NBC Moves to Unbox, Apple Moves On, Everybody Loses

Has anyone else been noticing that a lot of big companies have been screwing us, the consumer, recently? I mean more than normal and in ways that can have far-reaching effects? First there is the whole Blu-ray/HD-DVD war. Blu-ray gets its exclusive Blockbuster and Target backing, so HD-DVD goes out and gets exclusive deals with Paramount and Dreamworks (even though God himself, Spielberg, refuses to sign off). This does little but assure the format war is going to last at least a couple more years.

Then we had NBC and Apple having what basically came down to a Press Release fight. Oh no, don’t take the gloves off gentleman! Within a two day span I was on both sides of the argument, first thinking it was stupid for Apple to let NBC go, then thinking NBC was stupid for demanding way too much. As with most things in life, the truth and blame is probably somewhere down the middle. The problem is that Apple and NBC are both huge companies, they’ll be fine without one another, but it’s us, the public, who are getting screwed.
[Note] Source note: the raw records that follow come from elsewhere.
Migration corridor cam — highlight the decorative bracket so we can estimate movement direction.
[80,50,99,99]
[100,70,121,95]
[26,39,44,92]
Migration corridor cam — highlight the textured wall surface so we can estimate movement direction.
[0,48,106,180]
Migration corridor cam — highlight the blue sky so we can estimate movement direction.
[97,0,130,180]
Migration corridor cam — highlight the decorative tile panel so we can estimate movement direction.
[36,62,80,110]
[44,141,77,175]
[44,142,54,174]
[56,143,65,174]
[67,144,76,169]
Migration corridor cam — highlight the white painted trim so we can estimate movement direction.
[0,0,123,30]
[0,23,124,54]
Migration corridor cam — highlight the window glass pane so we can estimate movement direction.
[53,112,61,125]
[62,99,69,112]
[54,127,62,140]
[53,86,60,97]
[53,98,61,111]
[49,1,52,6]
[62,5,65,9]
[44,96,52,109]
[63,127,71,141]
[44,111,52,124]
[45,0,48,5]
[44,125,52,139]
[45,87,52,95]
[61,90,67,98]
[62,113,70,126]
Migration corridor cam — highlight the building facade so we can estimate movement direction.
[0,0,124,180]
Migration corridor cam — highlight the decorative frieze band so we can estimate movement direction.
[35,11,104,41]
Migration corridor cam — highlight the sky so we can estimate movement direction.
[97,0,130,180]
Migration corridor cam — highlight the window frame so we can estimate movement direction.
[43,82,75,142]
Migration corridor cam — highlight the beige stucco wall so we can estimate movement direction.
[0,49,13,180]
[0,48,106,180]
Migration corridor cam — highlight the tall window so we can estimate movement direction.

NBC has not-so-arguably the best content for network television (at least for people in the 20-39 demo…I don’t think CBS is making a killing with downloads for their 55-70 demo), Apple has not-so-arguably the best client to download content for television. Together they worked very well. Of course in the end they couldn’t work together.

Now we have NBC going to Amazon’s Unbox. Are they doing it to give the consumer a better deal? Well, that’s what they’re saying, but of course that is a lie – Unbox is more or less crap (hold the ‘less’). They’re going with them a) to try and screw Apple (not only is Unbox a competitor of iTunes, they don’t support Apple computers at all!), b) because they’ll give them more DRM which obviously the consumer loves, and c) they’ll allow for flexible price structuring, which again, consumers love (or don’t). NBC can deny the $4.99 claim all they want, they are greedy – the move to Unbox proves that. If they were really all about giving consumers the best package, they would stick to their own soon-to-be-released Hulu and give their content out for free or cheaper than Apple.
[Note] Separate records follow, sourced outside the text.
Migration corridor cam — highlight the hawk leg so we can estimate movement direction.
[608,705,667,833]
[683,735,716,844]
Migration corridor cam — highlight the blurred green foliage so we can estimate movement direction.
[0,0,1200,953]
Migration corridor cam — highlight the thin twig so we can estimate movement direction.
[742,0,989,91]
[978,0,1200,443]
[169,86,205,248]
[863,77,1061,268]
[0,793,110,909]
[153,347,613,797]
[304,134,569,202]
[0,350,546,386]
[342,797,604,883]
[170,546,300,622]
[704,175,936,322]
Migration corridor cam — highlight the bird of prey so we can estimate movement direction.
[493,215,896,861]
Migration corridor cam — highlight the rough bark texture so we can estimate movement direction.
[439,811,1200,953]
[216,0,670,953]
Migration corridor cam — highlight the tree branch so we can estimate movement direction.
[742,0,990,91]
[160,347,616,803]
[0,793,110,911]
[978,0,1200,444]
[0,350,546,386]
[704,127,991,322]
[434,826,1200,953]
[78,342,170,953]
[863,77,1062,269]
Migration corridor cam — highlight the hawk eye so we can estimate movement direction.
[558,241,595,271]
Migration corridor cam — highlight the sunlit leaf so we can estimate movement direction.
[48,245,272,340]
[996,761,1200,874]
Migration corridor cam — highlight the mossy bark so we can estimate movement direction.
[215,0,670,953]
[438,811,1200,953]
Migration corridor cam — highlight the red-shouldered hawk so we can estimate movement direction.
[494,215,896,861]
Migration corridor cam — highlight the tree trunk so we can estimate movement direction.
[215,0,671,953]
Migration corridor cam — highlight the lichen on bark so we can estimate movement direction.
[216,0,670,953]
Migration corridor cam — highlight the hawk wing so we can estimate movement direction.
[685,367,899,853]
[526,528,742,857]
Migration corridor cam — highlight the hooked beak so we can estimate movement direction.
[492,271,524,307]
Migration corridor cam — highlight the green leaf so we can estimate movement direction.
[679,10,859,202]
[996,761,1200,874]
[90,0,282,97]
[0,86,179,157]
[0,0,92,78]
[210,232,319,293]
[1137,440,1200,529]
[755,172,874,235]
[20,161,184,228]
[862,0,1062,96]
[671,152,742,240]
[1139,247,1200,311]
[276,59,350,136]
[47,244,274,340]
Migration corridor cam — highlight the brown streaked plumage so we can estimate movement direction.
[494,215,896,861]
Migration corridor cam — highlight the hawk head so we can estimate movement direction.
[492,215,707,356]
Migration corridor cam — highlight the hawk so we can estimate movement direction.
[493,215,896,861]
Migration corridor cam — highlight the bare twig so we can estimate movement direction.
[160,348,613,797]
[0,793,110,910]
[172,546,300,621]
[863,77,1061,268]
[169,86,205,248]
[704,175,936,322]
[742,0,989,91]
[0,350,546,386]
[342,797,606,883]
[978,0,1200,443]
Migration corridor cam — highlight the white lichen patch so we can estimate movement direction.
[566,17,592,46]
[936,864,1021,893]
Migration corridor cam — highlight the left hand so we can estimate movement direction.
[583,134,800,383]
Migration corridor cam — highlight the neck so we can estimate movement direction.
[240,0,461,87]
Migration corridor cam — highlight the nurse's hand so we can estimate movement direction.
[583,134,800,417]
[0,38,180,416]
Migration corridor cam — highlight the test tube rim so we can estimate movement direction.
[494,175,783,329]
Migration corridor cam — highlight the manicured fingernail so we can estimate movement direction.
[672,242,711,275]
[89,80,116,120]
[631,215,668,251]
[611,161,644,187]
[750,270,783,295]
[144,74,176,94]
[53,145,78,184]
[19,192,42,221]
Apple, meanwhile, probably should have tried to reach some sort of compromise with NBC rather then just walking away insulted. Too long have they been in total dominance of the music industry (which, for the record, I do think is a good thing or else we’d have $4.99 hit song downloads right now), that they seem to have a very ‘our (Steve Jobs) way or the highway’ mentality. Not having NBC’s content is very bad news for iTunes. Lets face it, if it doesn’t exactly kill the TV store, it severely hampers it. Everything seemed to point to these two needing to make it work, yet it didn’t.

I really hope at their event tomorrow Apple brings out NBC’s President for a ‘just kidding” moment after some 11th hour negotiations. That’d be nice, but will it happen? I doubt it, both companies are too stubborn here. They all talk a big game about the consumer, but when it comes down to it, they don’t mind screwing us rather than swallowing some pride.

These digital and next-gen format wars are getting nasty. The stakes are large and all of these companies know it. Every single one of little format battles is turning into a Cold War of its own – and they’re going to keep ending with stalemate, stalemate, stalemate. Would you feel comfortable buying an HD-DVD or Blu-ray player right now? I sure wouldn’t. What if you buy a Blu-ray but want to watch a Paramount movie? What if you buy an HD-DVD but want a Disney one? There is no way I’m buying two players and the hybrids are too expensive, and the fact that they even exist is kind of sad.

To me, all of this brings a voice out from the back of my head. It’s a dark voice. It whispers: “BitTorrent”.

  • Webomatica
    Yep - totally annoying move by NBC. I think these corporations are really taking advantage of the "early adopter" - the person who will spend extra to get the latest technology. They can stand to make a heck of a lot of money of us.


    As for HD-DVD I noticed Star Trek original series is slated to come out on HD-DVD first, but the price is very high 200+ bucks just for season one.